Şimdi aslında incelemede bahsetmek istediğim çok fazla detay ve şey var. Ancak şu aşamada bahsetmek istediğim bazı detaylardan bahsedemeyeceğim, zira bize inceleme yapmamız için erken sunulan sürümün ambargosunda oyunun sürprizlerini bozmamak için oldukça katı bazı kısıtlamalar koyulmuş. Bu tarz kısıtlamalar genellikle “bir şeyleri gizlemek için” olsa da içiniz rahat olsun, bu sefer gerçekten de tamamen oyunun sürprizini korumak adına varlar. Her ne kadar 19 yıl önce çıkmış bir oyundan bahsediyor olsak da Capcom önceki Remake’lerde olduğu gibi ana hatları aynı tutarken araya çeşitli sürprizler serpiştirmekten geri kalmamış. “Ay şu köşeden Dr. Salvador fırlayacaktı!” diye ezberlediyseniz beklentilerinizle oynuyor yani oyun; siz sağdan beklerken, soldan vuruyor bir anda. Spesifik örnek vermemiz yasak olduğundan anca bu kadarını diyebiliyorum tabii. Ama bütün sürprizlerine ve değişikliklerine rağmen yine aynı hikâyeyi daha iyi ve pekiştirerek anlatıyor, eksiği yok fazlası v…ar demek isterdim ancak görece “ufak” bir eksiği var gözümde. Ona değinmeden geçemeyeceğim: Orijinal Resident Evil 4’te oyunu bitirdikten sonra açılan ve Ada olarak oynadığımız, asıl hikâyenin paralelinde onun ne yaptığını anlatan “Separate Ways” ekstra hikâyesi ne yazık ki şu an itibariyle yok.
Bilmeyenler için de belirteyim, bu ek hikâye oyunu bitirdikten sonra bir ekstra sunmanın yanında normalde görmediğimiz ve havada kalan bazı detayların da altını dolduruyordu. Mesela daha ilk köy meydanında çan çalmasının sebebini biliyor musunuz? Normal senaryoyu oynarken çok da sorgulamadığınız bu gibi şeylerin sebepleri Separate Ways’de açıklanıyor işte. Bir diğer ekstra olan The Mercenaries modunun yerinde de yeller esiyor ne yazık ki. Ama enseyi tamamen karartıp umutsuzluğa da kapılmamak lazım bir yandan, Resident Evil 2 Remake’e çıkışı sonrasında ücretsiz olarak Ghost Survivors ve 4th Survivor DLC’leri gelmişti. Capcom’dan an itibariyle bir açıklama gelmemiş olsa da belki Resident Evil 4 için de böyle bir destek görürüz ilerleyen günlerde, haftalarda ya da aylarda… Ki zaten onları da eklerlerse demeyin keyfimize! İşte o zaman “eksiği yok, fazlası var” diyebilirim gönül rahatlığıyla.
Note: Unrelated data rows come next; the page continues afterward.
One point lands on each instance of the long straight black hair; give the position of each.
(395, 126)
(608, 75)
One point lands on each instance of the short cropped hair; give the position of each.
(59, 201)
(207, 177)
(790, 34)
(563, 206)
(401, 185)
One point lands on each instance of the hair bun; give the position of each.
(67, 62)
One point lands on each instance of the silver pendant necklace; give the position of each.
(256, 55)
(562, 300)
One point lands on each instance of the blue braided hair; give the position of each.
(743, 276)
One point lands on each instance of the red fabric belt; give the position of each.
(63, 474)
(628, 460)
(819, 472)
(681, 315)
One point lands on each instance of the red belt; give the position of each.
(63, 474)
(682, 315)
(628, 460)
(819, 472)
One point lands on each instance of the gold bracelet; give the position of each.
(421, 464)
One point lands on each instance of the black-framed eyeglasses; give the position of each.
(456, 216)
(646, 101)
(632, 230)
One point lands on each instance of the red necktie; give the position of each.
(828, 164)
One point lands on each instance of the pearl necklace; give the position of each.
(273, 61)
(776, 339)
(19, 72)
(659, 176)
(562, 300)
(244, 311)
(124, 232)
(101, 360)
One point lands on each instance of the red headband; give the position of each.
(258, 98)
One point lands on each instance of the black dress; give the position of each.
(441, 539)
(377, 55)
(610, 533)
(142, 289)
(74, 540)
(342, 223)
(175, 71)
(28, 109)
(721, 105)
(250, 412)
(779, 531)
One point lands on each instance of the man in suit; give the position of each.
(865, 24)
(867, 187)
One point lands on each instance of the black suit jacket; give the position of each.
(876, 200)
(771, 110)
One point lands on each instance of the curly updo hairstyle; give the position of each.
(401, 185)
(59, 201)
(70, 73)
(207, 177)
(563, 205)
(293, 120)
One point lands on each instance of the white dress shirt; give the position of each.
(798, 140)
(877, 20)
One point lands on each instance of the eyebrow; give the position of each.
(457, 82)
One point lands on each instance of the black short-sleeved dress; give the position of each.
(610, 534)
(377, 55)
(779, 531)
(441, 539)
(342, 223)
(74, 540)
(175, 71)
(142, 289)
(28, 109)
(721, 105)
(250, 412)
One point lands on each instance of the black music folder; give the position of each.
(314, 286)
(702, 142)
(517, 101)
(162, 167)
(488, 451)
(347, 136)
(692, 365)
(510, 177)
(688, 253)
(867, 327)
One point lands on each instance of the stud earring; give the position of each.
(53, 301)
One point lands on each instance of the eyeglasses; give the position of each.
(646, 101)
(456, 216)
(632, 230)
E ondan bahsedemiyorsun, bundan bahsedemiyorsun… Neyden bahsedeceksin be adam?!
Ya inanın, imkân olsa da bahsedebilsem keşke. Çok detayına girmeden köy, göl, kale, ada falan ne bekliyorsanız hepsi oyunda var; hatta birçoğunda öncekinin üzerine koyarak gitmişler. Mesela özellikle de kale kısımları önceki oyunların ikonik gerilim kısımlarına yaklaşmış çoğu yerde. Bu benim orijinal Resident Evil 4’te en şikayetçi olduğum kısımdı mesela. Aksiyon falan çok güzel, akıp gidiyor oyun ama şöyle gerildiğimiz, “Gelme üzerime… GELME DEDİM BE, GİT!!!” hissiyatı yaşayamıyordunuz ağız tadıyla. Anca “Dur dizlerine/kafasına sıkayım, sersemlesin; alnına tekmeyi çakayım!” yapıyordunuz neredeyse tüm düşmanlara. Ha, onu da yapıyorsunuz yine ama en azından yer yer daracık koridorlarda canınızı dişinize takıp kaçtığınız ve gerildiğiniz de oluyor bu sefer. Hele hele Ashley olarak oynadığınız bir sekans var ki, gerçekten “Bunu şu an VR’da oynuyor olsam kalpten gitmiştim herhalde” diye düşündürttü bana. (Zira PS VR2’de oynanabiliyor olacak kendisi)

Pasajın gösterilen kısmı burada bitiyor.